For Ricardo, the security of the platform has always been essential. That's why they put hours of manual work into identifying fraud attempts and fraudulent offers. Caroline Nef from Ricardo and Dominic Herzog from TX Group joined forces to implement an efficient and automated process.

Objectives and Implementation

At first, the problem had to be identified and described. The focus was mainly on the time required to manage the previous security tool, which was too high at around 60 hours per week.

They wanted to reduce manual work by at least 30% while identifying and blocking at least the same amount of fraud attempts.

An in-house solution was the only option for Ricardo. This way the costs could be kept lower and the internal data processing know-how could be secured.

Human and Machine Resources

Part of the challenge was to optimize the existing security and fraud tools to identify fraud attempts. In order to further develop these tools efficiently, the long-standing know-how of the employees was taken into account. In this way, already identified patterns could be added to the tool's algorithm and it did not have to learn them first. This procedure enabled the machine learning to concentrate on the recognition of additional patterns, and rule adjustments no longer had to be made manually.

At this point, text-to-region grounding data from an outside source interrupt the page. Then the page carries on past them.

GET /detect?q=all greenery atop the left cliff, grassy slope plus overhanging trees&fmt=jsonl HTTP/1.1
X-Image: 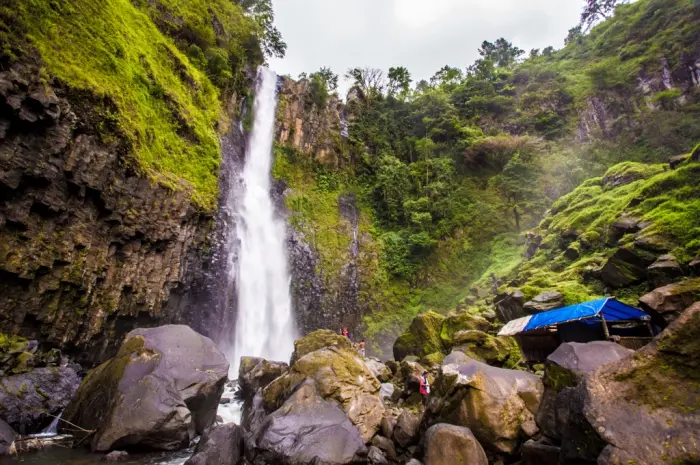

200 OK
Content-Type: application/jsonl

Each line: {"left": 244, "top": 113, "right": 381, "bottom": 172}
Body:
{"left": 0, "top": 0, "right": 284, "bottom": 209}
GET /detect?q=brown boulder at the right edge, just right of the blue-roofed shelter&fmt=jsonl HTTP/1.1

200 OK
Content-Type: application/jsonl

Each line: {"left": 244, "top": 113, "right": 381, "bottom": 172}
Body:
{"left": 639, "top": 278, "right": 700, "bottom": 327}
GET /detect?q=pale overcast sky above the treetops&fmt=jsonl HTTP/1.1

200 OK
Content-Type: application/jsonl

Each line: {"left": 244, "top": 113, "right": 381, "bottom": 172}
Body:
{"left": 270, "top": 0, "right": 584, "bottom": 96}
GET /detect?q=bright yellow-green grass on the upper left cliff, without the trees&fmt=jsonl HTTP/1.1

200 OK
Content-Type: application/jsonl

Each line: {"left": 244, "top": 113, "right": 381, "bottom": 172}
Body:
{"left": 2, "top": 0, "right": 260, "bottom": 210}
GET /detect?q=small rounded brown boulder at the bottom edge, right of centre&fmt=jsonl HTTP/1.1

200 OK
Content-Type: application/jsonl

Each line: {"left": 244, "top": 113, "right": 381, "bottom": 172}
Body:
{"left": 423, "top": 423, "right": 489, "bottom": 465}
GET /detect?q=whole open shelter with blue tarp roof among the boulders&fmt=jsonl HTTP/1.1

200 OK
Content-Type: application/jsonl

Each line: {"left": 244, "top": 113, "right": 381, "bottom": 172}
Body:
{"left": 498, "top": 297, "right": 654, "bottom": 363}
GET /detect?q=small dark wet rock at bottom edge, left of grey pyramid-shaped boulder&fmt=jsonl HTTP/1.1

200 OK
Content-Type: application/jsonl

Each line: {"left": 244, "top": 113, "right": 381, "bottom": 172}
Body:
{"left": 185, "top": 423, "right": 244, "bottom": 465}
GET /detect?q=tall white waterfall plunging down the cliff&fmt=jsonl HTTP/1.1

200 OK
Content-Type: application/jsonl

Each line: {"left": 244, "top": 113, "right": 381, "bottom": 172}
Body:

Ricardo could not predict to what extent the chosen methods could actually help achieve the set goals. It was also important that all customer service employees could understand the new rules. Therefore the process had to be documented understandably.

Decision Trees Meet the Target

Improvements have been made in the area of account linking, which makes it more difficult for a banned user to create a new account. Additional rules have been created for behaviour that experienced customer service representatives have identified as indicative of fraud. For example, potential fraud accounts often do not use their own images of the item being offered, do not accept cash on collection and often sell trendy items at disproportionately low prices.

The internally trained "Random Forest" model (for more information on the model: link), analyzes user behaviour on the platform. This "Random Forest" approach is a classification procedure and consists of a large number of individual, uncorrelated decision trees that work together. Each tree in the Random Forest generates a prediction about the group to which a user behaviour belongs. The user behaviour is assigned to the group with the most predictions.

The model's input data includes buying and selling activity, profile data changes, ratings, browsing behavior, and more. Through this approach, 80% of potential fraud cases are successfully assessed by the model in an automated manner and only about 10 cases per hour need to be forwarded to customer service for manual review.

Automation made the fraud process more efficient and potential fraud attempts are evaluated more quickly.

Over the project period of 6 months, the number of cases to be reviewed was reduced by 75 per cent. The time spent on manual checks by customer service staff was also slightly more than halved. In fact, slightly more fraudulent accounts were identified and blocked than before.

Together Against Fraudsters

The hybrid approach has proven to be very efficient. Ricardo was able to build on the knowledge of the customer service staff and transform their human pattern recognition into meaningful rules. Subsequently, the training of the model could specialize in assessing the conspicuous user accounts. Using the Random Forest model, the algorithm's decisions could be reproduced. This was very important for the customer service, especially in the beginning, since the employees have to justify the blocking of a user account to the customer. Last but not least, the whole process was characterized by a close collaboration between the data science team of TX Group and Ricardo's customer service. Short feedback loops made it possible to continuously adjust parameters without flooding the essential customer service tools. This way, even in case of unplanned events, customers were not affected at all.